Observation III

A common mistake in the final MRCOphth/MRCS/FRCS is inadequate examination. This is especially common with slit-lamp examination of the anterior segment. While pathology of the cornea is common in such examination, associated or independent lesion(s) may be present in the fornix or tarsal conjunctiva.

The following cases illustrate the importance of thorough examination; unless the examiner gives you very specific instruction.
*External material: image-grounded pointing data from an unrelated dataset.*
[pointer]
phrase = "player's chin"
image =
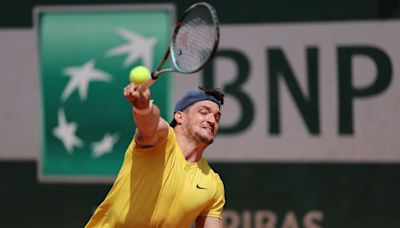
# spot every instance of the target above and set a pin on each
(207, 138)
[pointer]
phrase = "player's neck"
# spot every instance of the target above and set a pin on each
(191, 150)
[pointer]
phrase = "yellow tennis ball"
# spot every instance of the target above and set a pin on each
(139, 75)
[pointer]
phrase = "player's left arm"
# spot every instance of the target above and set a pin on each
(208, 222)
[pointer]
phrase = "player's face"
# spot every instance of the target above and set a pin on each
(203, 121)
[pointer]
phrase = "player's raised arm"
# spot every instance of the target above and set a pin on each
(151, 128)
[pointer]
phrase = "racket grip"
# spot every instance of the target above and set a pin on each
(146, 85)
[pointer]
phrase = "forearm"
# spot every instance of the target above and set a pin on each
(151, 129)
(147, 120)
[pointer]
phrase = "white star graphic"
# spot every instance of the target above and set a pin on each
(81, 76)
(105, 145)
(136, 47)
(65, 132)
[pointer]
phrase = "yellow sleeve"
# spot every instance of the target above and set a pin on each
(216, 206)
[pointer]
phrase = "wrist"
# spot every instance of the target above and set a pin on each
(144, 111)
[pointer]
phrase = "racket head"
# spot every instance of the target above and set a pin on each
(195, 38)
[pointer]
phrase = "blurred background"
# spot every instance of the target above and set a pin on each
(309, 135)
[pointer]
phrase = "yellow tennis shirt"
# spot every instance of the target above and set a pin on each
(157, 187)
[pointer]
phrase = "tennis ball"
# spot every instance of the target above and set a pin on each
(139, 75)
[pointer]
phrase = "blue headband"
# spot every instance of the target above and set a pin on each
(192, 97)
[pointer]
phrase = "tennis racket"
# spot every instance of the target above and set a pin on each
(194, 41)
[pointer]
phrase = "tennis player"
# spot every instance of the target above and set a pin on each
(164, 180)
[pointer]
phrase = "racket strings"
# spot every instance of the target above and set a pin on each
(195, 40)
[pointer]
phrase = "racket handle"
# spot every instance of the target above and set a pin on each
(146, 85)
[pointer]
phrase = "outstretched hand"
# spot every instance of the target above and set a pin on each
(139, 100)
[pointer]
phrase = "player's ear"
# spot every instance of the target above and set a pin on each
(179, 116)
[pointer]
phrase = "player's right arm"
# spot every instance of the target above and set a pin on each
(151, 129)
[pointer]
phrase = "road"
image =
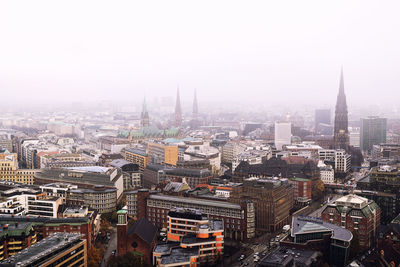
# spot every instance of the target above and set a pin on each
(112, 245)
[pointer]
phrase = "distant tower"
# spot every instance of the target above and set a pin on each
(122, 232)
(144, 117)
(341, 132)
(178, 111)
(195, 107)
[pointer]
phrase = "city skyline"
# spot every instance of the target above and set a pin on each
(270, 50)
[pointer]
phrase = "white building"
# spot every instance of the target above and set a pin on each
(230, 150)
(354, 136)
(327, 174)
(341, 159)
(283, 134)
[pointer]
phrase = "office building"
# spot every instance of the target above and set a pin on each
(272, 198)
(9, 170)
(238, 218)
(191, 235)
(283, 134)
(60, 248)
(140, 238)
(357, 214)
(373, 132)
(15, 237)
(84, 177)
(322, 116)
(137, 156)
(341, 131)
(301, 191)
(100, 198)
(386, 152)
(231, 150)
(309, 233)
(163, 153)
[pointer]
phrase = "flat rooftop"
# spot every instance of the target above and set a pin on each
(306, 224)
(195, 201)
(38, 253)
(283, 256)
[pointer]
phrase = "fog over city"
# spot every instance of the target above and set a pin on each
(259, 52)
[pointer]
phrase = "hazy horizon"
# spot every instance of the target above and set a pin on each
(254, 52)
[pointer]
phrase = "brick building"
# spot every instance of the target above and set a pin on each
(140, 238)
(238, 218)
(272, 198)
(357, 214)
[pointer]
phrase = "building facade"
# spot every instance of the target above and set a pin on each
(373, 132)
(357, 214)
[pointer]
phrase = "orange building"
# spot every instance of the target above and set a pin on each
(193, 239)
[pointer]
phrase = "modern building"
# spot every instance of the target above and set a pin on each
(301, 191)
(373, 132)
(137, 156)
(238, 218)
(86, 226)
(341, 131)
(162, 153)
(9, 170)
(386, 152)
(309, 233)
(100, 198)
(155, 174)
(139, 239)
(272, 198)
(131, 173)
(58, 190)
(354, 136)
(15, 237)
(327, 173)
(58, 249)
(283, 134)
(192, 235)
(339, 158)
(84, 177)
(322, 116)
(178, 111)
(231, 150)
(357, 214)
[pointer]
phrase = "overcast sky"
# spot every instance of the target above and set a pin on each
(266, 51)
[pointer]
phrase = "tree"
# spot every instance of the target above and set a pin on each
(318, 189)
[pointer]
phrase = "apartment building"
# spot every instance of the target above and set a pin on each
(192, 234)
(9, 170)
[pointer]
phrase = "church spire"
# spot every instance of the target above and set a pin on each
(178, 111)
(341, 132)
(144, 116)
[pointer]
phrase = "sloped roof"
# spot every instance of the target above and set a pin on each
(144, 229)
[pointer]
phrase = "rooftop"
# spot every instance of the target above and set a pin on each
(38, 253)
(306, 224)
(282, 256)
(201, 202)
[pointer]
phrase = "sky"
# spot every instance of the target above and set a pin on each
(271, 52)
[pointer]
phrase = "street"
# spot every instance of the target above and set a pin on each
(112, 245)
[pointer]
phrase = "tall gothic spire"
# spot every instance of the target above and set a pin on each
(341, 132)
(195, 106)
(144, 117)
(178, 111)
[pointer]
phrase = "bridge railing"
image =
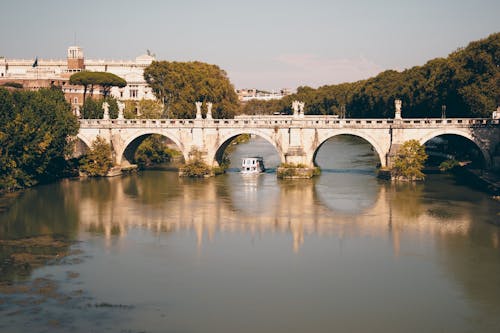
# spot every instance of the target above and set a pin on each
(287, 121)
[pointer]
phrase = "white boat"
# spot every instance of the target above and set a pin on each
(252, 165)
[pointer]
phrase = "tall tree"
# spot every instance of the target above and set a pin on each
(34, 127)
(180, 84)
(89, 79)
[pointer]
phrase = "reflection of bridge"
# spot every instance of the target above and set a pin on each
(296, 210)
(296, 138)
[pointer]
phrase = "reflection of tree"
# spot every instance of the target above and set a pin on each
(37, 227)
(472, 259)
(407, 199)
(28, 215)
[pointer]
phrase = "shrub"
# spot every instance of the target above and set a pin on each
(409, 162)
(98, 161)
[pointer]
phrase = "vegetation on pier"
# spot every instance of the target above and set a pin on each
(409, 162)
(97, 162)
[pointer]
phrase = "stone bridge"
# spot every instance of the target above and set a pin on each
(296, 138)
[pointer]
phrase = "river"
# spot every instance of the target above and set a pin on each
(343, 252)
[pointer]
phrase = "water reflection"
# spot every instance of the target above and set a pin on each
(161, 202)
(344, 244)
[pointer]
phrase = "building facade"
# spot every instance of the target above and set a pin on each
(41, 73)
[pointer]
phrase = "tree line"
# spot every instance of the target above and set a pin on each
(34, 131)
(466, 83)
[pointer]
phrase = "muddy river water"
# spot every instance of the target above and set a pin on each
(343, 252)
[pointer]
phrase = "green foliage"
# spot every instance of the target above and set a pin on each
(449, 165)
(92, 108)
(466, 82)
(34, 127)
(180, 84)
(409, 162)
(143, 109)
(13, 85)
(98, 161)
(195, 167)
(152, 151)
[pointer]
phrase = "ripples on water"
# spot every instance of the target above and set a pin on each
(342, 252)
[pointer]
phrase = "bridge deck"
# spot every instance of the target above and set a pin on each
(286, 122)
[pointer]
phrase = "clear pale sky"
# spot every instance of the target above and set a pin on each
(262, 44)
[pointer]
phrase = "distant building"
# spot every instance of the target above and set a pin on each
(40, 73)
(245, 95)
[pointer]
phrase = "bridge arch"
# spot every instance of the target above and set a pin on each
(463, 134)
(138, 137)
(216, 154)
(381, 153)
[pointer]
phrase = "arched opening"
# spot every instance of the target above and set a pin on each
(346, 152)
(152, 149)
(242, 145)
(348, 182)
(453, 150)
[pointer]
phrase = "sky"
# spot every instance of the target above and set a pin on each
(260, 44)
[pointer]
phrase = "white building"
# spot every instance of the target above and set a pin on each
(37, 73)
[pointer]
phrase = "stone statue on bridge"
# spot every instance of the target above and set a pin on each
(121, 107)
(209, 110)
(198, 109)
(105, 107)
(77, 111)
(397, 104)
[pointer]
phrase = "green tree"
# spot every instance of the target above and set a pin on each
(180, 84)
(409, 162)
(92, 108)
(34, 127)
(466, 82)
(98, 161)
(89, 79)
(151, 151)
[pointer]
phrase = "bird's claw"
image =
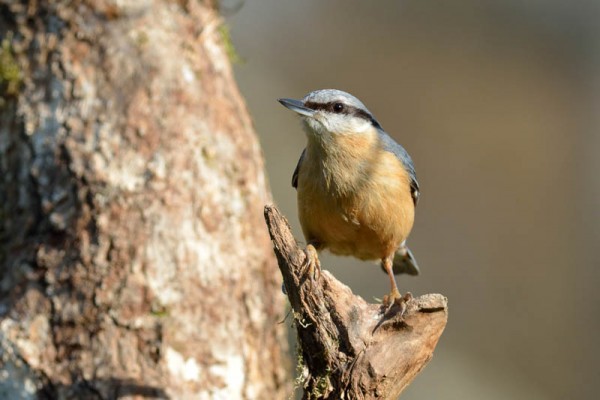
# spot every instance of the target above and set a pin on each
(312, 261)
(395, 298)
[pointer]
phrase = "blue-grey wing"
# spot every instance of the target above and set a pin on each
(393, 147)
(295, 175)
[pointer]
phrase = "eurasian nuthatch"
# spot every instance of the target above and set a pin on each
(357, 188)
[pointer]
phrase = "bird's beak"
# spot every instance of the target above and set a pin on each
(297, 106)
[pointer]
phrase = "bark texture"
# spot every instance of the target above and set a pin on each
(351, 349)
(133, 262)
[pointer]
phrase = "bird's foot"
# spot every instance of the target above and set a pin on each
(312, 261)
(395, 298)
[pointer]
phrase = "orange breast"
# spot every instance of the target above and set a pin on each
(363, 210)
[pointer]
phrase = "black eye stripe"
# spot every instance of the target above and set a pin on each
(347, 110)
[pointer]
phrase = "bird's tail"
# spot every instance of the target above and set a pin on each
(404, 262)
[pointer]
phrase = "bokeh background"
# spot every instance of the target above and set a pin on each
(498, 104)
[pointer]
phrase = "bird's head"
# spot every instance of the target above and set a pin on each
(330, 112)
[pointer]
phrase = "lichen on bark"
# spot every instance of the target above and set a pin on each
(131, 186)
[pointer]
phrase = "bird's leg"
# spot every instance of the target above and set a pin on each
(394, 297)
(312, 260)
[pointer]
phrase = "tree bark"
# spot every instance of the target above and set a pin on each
(350, 349)
(132, 259)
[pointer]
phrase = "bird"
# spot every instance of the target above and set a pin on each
(357, 188)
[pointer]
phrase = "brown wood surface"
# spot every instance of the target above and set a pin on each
(351, 349)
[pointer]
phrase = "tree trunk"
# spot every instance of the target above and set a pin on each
(133, 256)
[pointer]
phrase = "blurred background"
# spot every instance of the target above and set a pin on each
(497, 102)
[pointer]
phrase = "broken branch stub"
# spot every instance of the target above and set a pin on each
(351, 349)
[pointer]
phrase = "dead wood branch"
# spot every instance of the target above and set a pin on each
(352, 349)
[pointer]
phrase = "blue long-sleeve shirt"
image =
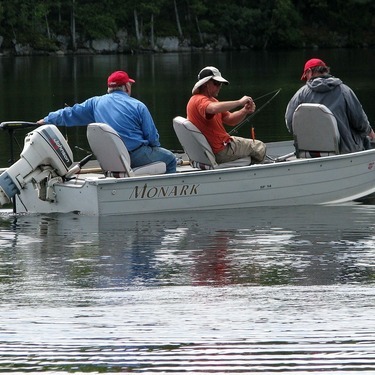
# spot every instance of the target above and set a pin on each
(127, 115)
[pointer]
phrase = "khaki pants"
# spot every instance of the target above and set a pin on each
(240, 147)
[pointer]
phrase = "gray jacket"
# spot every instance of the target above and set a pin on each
(351, 119)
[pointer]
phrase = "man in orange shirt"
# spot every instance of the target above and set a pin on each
(209, 115)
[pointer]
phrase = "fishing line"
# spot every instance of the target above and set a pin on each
(275, 93)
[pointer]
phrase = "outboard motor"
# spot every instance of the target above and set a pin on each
(45, 156)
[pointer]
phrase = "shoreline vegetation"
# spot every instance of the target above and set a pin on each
(46, 27)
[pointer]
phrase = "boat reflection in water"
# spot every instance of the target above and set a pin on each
(258, 290)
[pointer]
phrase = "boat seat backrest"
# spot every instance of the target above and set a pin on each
(197, 147)
(315, 131)
(112, 154)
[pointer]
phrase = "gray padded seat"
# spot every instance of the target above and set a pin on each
(113, 156)
(315, 131)
(198, 149)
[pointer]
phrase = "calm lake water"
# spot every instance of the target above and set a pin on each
(282, 290)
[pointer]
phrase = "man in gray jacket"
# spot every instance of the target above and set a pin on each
(321, 87)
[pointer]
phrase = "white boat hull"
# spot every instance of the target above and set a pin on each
(326, 180)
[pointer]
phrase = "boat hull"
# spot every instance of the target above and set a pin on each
(326, 180)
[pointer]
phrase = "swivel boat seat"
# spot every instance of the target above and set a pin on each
(113, 156)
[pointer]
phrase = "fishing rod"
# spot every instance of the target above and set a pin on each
(248, 118)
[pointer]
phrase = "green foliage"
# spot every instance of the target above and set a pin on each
(249, 23)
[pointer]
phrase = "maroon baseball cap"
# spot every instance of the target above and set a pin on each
(119, 78)
(312, 63)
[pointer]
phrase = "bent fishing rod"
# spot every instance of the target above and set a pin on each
(248, 118)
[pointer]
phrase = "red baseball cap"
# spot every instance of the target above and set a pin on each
(312, 63)
(119, 78)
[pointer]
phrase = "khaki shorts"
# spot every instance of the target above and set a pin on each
(240, 147)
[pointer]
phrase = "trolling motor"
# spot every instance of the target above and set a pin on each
(46, 159)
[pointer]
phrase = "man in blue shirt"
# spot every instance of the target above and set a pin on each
(128, 116)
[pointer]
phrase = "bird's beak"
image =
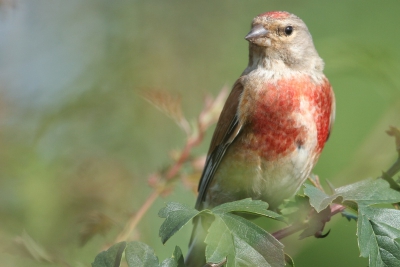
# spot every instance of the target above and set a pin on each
(256, 32)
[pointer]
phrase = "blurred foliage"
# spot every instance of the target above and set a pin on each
(77, 140)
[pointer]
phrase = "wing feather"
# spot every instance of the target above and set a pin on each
(228, 127)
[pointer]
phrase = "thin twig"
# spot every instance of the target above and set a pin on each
(134, 220)
(296, 227)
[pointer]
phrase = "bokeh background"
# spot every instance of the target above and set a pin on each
(77, 141)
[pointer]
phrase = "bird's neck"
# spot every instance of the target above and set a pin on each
(261, 58)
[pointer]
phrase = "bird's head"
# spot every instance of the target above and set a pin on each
(284, 37)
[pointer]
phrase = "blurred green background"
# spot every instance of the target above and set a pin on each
(77, 140)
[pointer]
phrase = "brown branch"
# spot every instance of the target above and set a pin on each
(161, 183)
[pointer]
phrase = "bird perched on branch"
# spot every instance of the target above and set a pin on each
(273, 126)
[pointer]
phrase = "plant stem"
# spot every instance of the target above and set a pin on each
(134, 220)
(296, 227)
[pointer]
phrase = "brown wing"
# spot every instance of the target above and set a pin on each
(227, 129)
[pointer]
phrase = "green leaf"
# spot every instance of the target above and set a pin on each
(175, 261)
(247, 206)
(366, 192)
(177, 215)
(111, 257)
(242, 242)
(379, 235)
(316, 223)
(138, 254)
(219, 241)
(178, 256)
(289, 261)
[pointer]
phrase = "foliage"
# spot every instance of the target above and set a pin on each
(233, 240)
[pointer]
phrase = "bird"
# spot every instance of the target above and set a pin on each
(273, 126)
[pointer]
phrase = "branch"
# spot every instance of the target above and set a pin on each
(161, 182)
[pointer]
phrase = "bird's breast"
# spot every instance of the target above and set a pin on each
(286, 115)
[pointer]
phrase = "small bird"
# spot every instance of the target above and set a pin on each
(274, 123)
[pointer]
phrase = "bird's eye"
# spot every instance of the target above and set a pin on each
(288, 30)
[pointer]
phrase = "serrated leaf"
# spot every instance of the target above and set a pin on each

This patient has a Lester-Jones' tube in the caruncle. Unless the 
lower lid is everted with the eye abducted, this may be missed. 
A Lester-Jones' tube is shown below

Adrenochrome deposits from chronic use of topical adrenaline for glaucoma is 
another sign which can be easily missed unless the lower lid is everted. The deposits 
most commonly locate in the fornix and the tarsal conjunctiva.

Early signs of ocular cicatricial pemphigoid include obliteration of caruncle, shortening of the fornix and symblepharon. Without lid eversion, these signs may be missed.

Subtarsal fibrosis of the upper lid must be suspected in patients with corneal scarring or neovascularization. As eversion of the upper lid can be uncomfortable for the patient, ask the patient's permission to do so. The examiner may stop you if he thinks this is unnecessary.